There was a graduated stage that led down from the upper bar to the main dance floor. Later there would be a burlesque performance, but at the moment, people were just dancing on it, the attraction of an actual stage too enticing to forgo, the idea that all below could be made one’s audience. A faster song came on and the Adonis pulled himself away from further attempts at conversation. Slowly he made his way up the levels of the stage, slithering his hips and circling his hands over his head. Did everyone see? How could anyone here not be watching him, Leigh thought, feeling a rising anxiety expanding in her chest as he came nearer. She found herself mesmerized by each tiny fluctuation in his facial muscles, each flutter of his eyelids, the way the corner of his lips would twitch as though in a smile that never materialized. Was everyone else experiencing what she felt right now? Maybe he was always there; maybe the regulars were prepared for the gale force of his presence. The area by the bar was filing up with people, and she and Lulu were being pushed against the railing by the crushing crowd.
At one point, his eyes met Leigh’s, but she could tell he didn’t really see her; he wasn’t paying attention to any specific one of his admirers.
But she saw him. She saw into his eyes and felt the amorphous desires that had been swirling inside her since she’d first laid eyes on him suddenly condense and lock into place. That’s not for me, she thought, but I want it.
His eyes were an unnatural and almost chemical shade of cobalt blue, sleepy-lidded, and long-lashed. As his eyes passed over hers again, Leigh felt a jolt of something so intense it was almost like fear, like she’d been caught in the gaze of a fierce, disinterested panther.
But again, he didn’t see Leigh or didn’t notice her. It was like that moment at a rock show when you are convinced the lead singer just checked you out when really he can’t see anything but the lights; you are a shadow to him. Of course, it’s completely beside the point whether the person sees you because it is you and your experience that matters.
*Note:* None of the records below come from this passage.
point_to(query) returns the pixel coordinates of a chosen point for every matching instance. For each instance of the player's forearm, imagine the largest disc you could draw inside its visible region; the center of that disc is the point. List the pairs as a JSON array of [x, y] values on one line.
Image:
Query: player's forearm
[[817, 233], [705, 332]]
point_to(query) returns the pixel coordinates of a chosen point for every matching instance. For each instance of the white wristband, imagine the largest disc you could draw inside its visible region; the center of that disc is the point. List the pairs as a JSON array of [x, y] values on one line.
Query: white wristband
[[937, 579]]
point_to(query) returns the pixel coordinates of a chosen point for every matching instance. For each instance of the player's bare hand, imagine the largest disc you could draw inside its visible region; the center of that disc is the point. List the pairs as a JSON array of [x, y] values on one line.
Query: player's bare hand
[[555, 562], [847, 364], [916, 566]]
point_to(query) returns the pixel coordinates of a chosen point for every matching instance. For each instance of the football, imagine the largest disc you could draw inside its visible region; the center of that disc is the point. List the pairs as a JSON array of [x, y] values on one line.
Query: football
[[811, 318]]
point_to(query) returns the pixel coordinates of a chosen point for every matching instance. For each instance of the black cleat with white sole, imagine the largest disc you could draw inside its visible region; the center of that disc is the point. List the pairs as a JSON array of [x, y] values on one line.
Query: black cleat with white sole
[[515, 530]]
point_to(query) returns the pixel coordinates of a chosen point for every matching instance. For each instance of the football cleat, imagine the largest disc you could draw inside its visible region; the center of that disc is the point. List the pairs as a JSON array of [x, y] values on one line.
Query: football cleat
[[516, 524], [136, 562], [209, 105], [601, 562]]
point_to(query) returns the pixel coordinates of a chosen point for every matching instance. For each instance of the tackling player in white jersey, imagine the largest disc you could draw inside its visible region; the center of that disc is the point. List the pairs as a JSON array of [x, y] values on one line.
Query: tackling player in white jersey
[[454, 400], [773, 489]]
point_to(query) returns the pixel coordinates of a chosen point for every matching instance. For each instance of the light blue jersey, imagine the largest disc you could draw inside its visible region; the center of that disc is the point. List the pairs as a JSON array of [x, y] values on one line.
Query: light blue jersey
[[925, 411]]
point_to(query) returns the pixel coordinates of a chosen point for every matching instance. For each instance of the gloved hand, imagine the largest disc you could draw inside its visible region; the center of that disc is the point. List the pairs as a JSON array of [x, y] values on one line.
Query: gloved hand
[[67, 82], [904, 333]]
It is not a two-way street. The beauty of being at any kind of show where you find yourself suddenly attracted to one of the performers is that you can stare and stare without being creepy because you’re meant to be staring. She felt that same freedom here, and so she watched him without reticence. He moved in the most extraordinary way, twisting his torso and flipping his long hair. He moved like a woman but not quite like a woman. He was unlike anyone of either sex that she had ever seen.
“Let’s go downstairs,” Lulu said, annoyed at the barrage of elbows and bodies bumping up against them, an onslaught that Leigh had all but failed to notice until now. She followed her friend and reluctantly let herself be led away from where she could see him.
Later she saw him again in a small group that had congregated around Amelia LaRouche. Amelia was a big star, a transsexual who had been made famous when she became the muse of an edgy, downtown photographer. Edgy is a relative term. Truthfully, he was more the pet of a certain group of run-of-the-mill celebrities who wanted to create an edgy image or maintain one that they were losing. The photographer’s work could now be found in many a mainstream magazine, instantly recognizable figures posed so deliberately for maximum shock value that it only reinforced their aggressive blandness. A standard photograph might be of America’s Sweetheart done up in bondage in a room laden with religious iconography and a midget falconer looking on from the corner.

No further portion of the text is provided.